Datadir was full. i can check the sst_in_progress log. i rebooted and sst_in_progress file is empty.

If your datadir was full, then that’s your issue. You need more disk space. :slight_smile:

After the reboot and sync still not joining the cluster. Status is joining there is no sst_in_progress file.
Here is the error log of the joiner. Joiner still has wsrep_local_state_comment as joining. I can see all of the nodes in the cluster. But this bad node refuses to join. The wsrep_local_state status is set to 1.

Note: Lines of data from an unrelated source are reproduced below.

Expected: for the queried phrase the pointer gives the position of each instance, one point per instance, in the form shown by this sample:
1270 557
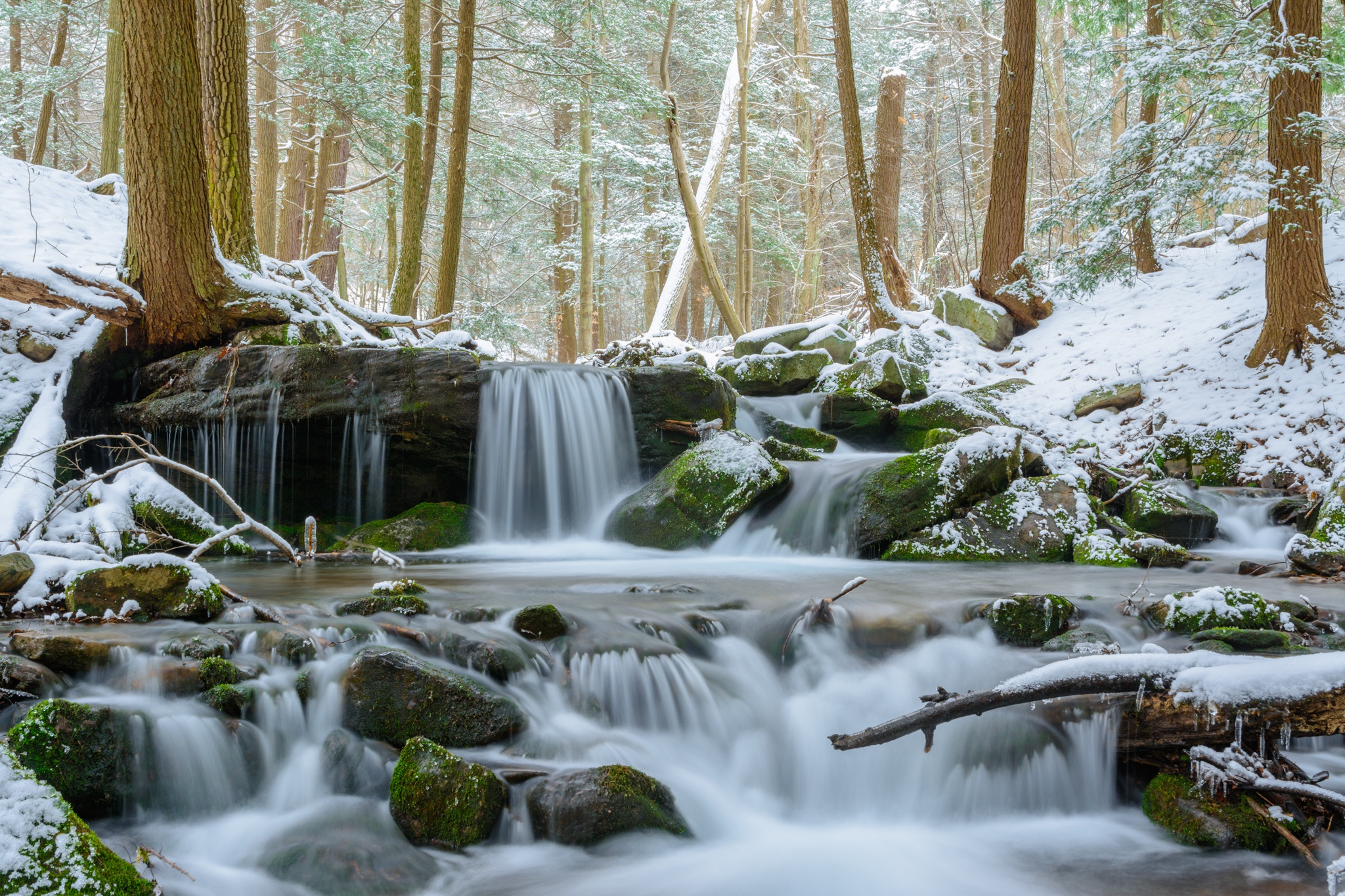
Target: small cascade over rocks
556 449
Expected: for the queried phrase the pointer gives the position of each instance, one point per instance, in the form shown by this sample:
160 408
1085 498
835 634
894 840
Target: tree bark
109 151
268 144
1145 259
1298 299
871 265
451 247
413 172
1002 241
222 35
49 98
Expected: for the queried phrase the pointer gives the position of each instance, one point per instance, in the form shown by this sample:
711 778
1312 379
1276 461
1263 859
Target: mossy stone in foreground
395 696
1191 817
82 752
426 527
583 807
440 800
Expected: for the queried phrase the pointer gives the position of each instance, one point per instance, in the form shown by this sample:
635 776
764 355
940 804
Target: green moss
1191 817
426 527
440 800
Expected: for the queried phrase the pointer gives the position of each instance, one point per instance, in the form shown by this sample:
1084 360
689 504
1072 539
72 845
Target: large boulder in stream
393 696
920 489
698 496
585 806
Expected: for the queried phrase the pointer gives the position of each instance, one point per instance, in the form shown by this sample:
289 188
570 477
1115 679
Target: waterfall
554 450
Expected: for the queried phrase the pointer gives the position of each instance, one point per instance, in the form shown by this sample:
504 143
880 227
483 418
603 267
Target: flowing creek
685 681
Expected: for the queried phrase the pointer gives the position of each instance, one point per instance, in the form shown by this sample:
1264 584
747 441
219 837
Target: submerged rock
164 589
583 807
395 696
426 527
440 800
49 849
82 752
1029 620
698 496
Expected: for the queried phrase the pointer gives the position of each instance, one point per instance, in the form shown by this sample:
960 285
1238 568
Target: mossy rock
61 652
1029 620
1214 608
426 527
540 622
49 848
440 800
163 591
1197 820
82 752
586 806
698 496
395 696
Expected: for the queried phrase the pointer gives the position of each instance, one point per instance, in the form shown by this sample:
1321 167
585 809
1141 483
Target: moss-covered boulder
920 489
1160 511
1214 608
426 527
49 849
583 807
1197 819
395 696
440 800
774 373
540 622
1033 522
1029 620
698 496
82 752
163 587
1206 456
58 651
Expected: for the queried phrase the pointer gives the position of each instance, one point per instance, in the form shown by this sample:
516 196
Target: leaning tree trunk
223 86
1298 299
871 265
413 179
109 151
1145 259
49 98
170 255
451 249
1002 241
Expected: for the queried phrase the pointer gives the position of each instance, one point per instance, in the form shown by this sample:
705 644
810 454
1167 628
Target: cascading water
556 449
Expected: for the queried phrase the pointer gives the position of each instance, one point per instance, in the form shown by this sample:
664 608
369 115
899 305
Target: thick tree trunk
1298 299
222 37
861 200
451 247
1145 259
413 172
49 98
109 152
171 258
268 142
1002 241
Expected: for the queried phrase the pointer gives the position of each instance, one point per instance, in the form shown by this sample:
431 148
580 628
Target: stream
1021 801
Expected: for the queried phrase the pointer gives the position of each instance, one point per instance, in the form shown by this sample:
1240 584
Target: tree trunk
450 251
170 253
109 154
1002 241
222 39
49 98
413 172
268 144
871 267
1298 299
1145 259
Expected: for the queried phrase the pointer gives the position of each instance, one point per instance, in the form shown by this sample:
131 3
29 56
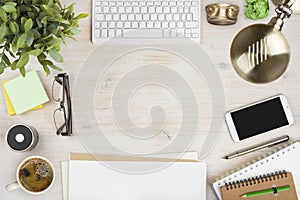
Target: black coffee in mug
21 138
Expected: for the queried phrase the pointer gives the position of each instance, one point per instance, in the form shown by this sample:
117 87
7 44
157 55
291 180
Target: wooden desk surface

2022-09-15T21:55:41.141321Z 0 [Note] [MY-000000] [WSREP-SST] Running post-processing...........
2022-09-15T21:55:41.147995Z 0 [Note] [MY-000000] [WSREP-SST] Skipping mysql_upgrade (sst): local version (8.0.27) == donor version (8.0.27)
2022-09-15T21:55:41.241224Z 0 [Note] [MY-000000] [WSREP-SST] Waiting for server instance to start.....  This may take some time
2022-09-15T21:55:48.582854Z 0 [Note] [MY-000000] [WSREP-SST] ...........post-processing done
2022-09-15T21:55:49.437058Z 0 [Note] [MY-011952] [InnoDB] If the mysqld execution user is authorized, page cleaner and LRU manager thread priority can be changed. See the man page of setpriority().
2022-09-15T21:55:49.437808Z 4 [Note] [MY-013532] [InnoDB] Using './#ib_16384_0.dblwr' for doublewrite
[Note] [MY-011089] [Server] Data dictionary restarting version '80023'.
[System] [MY-000000] [WSREP] PXC upgrade completed successfully
[Note] [MY-010006] [Server] Using data dictionary with version '80023'.
[Note] [MY-011025] [Repl] Failed to start slave threads for channel ''.
[System] [MY-000000] [WSREP] SST completed
[Note] [MY-000000] [Galera] Receiving IST...  0.0% ( 0/85 events) complete.
[Note] [MY-000000] [Galera] Receiving IST...100.0% (85/85 events) complete.
2022-09-15T21:55:54.972261Z 0 [Note] [MY-000000] [Galera] 3.0 (DB404): State transfer from 1.0 (DB405) complete.
2022-09-15T21:55:54.972301Z 0 [Note] [MY-000000] [Galera] SST leaving flow control
2022-09-15T21:55:54.972317Z 0 [Note] [MY-000000] [Galera] Shifting JOINER -> JOINED (TO: 800712)
2022-09-15T21:56:04.286806Z 0 [Note] [MY-011953] [InnoDB] Page cleaner took 6203ms to flush 100 pages

The joiner immediately goes into Page cleaner message once it is finished the process.
I have plenty of space left. total:1.8T used:1.3T available:493G. By datadir being full I meant it had al of the expected data. Not that it was actually full.

Donor node has 2022-09-15T21:55:54.972452Z 0 [Note] [MY-000000] [Galera] 3.0 (DB404): State transfer from 1.0 (DB405) complete.

Try increasing innodb_io_capacity by 2x to help with the page cleaner issue. But there’s no more in the log file?

I will add that and see how it goes. And no there is no more info in the log file. Only the page cleaner messages.